Auffällig ist, dass beim HSV niemand das Heft auf dem Platz in die Hand nehmen kann, wenn es wie gegen Sandhausen schlecht läuft. Aaron Hunt, Sonny Kittel oder auch der zurzeit wenig treffsichere Simon Terodde gehen einfach mit unter. Hilfe von außen war gegen den SVS auch nicht in Sicht. Thioune reagierte (zu) spät mit Wechseln. Die augenscheinliche Überraschung der Gäste über die laufstarken und aggressiven Sandhäuser sprach ebenfalls nicht gerade für die Vorbereitung der Mannschaft.

"Haben die ersten 60 Minuten nicht stattgefunden"

"Wir haben die ersten 60 Minuten nicht stattgefunden, haben die Zweikämpfe nicht bestritten, die man bestreiten muss", sagte HSV-Keeper Sven Ulreich. Gleichwohl ist es ja nicht verboten, die Einstellung auf dem Platz zu ändern. Doch die HSV-Profis wirkten wie so oft schon in der Vergangenheit gelähmt - von der Angst des Versagens?

"Angst gibt es nicht. Wer im Fußball Angst hat, ist fehl am Platz. Wir wollen unbedingt aufsteigen und müssen Gas geben." HSV-Torwart Sven Ulreich

Auf Relegationsrang drei stehen die Hanseaten immer noch, doch nach zuletzt lediglich zwei Siegen aus zehn Spielen rücken die Verfolger aus Düsseldorf und Heidenheim näher. Zu Holstein Kiel sind es noch vier Punkte Vorsprung, allerdings haben die Corona-gebeutelten "Störche" drei Spiele weniger auf der Uhr als der HSV.

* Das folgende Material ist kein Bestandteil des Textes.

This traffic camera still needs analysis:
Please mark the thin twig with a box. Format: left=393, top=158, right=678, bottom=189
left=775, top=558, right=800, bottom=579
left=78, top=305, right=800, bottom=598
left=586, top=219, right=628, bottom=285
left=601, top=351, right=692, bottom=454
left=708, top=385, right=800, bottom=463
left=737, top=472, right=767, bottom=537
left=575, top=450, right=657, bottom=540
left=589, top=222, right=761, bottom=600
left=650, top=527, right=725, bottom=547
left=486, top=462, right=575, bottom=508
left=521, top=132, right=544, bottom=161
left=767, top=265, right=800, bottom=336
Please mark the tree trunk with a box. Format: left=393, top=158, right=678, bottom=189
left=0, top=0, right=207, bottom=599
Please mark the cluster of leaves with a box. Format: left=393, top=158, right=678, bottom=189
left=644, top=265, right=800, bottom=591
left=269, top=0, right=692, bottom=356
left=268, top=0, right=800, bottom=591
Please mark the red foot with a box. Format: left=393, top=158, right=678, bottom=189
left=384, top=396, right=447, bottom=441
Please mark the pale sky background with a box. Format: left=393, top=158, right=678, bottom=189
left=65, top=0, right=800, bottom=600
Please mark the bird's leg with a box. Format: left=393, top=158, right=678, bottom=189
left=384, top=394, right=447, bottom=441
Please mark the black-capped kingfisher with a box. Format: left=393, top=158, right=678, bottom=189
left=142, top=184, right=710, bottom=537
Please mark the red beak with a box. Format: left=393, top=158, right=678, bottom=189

Eigentlich sollte der Hamburger Kader auch für einen direkten Aufstiegsplatz reichen, doch Bochum ist bereits auf und davon und auch Fürth präsentiert sich stabil.

"Visitenkarte in Regensburg muss besser aussehen"

Ob der HSV im Schlussspurt zu seiner Stabilität aus der Hinrunde zurückfindet, darf nach dem Sandhausen-Auftritt bezweifelt werden. "Wir geben am Sonntag in Regensburg sicherlich eine Visitenkarte ab, die aber deutlich besser aussehen muss als die heute", sagte Thioune.

Es ist das nächste Duell der Hamburger mit einem Zweitliga-Kellerkind, in dem eigentlich nur drei Punkte zählen. Nicht nur Toni Kroos wird wohl wieder genau hinschauen.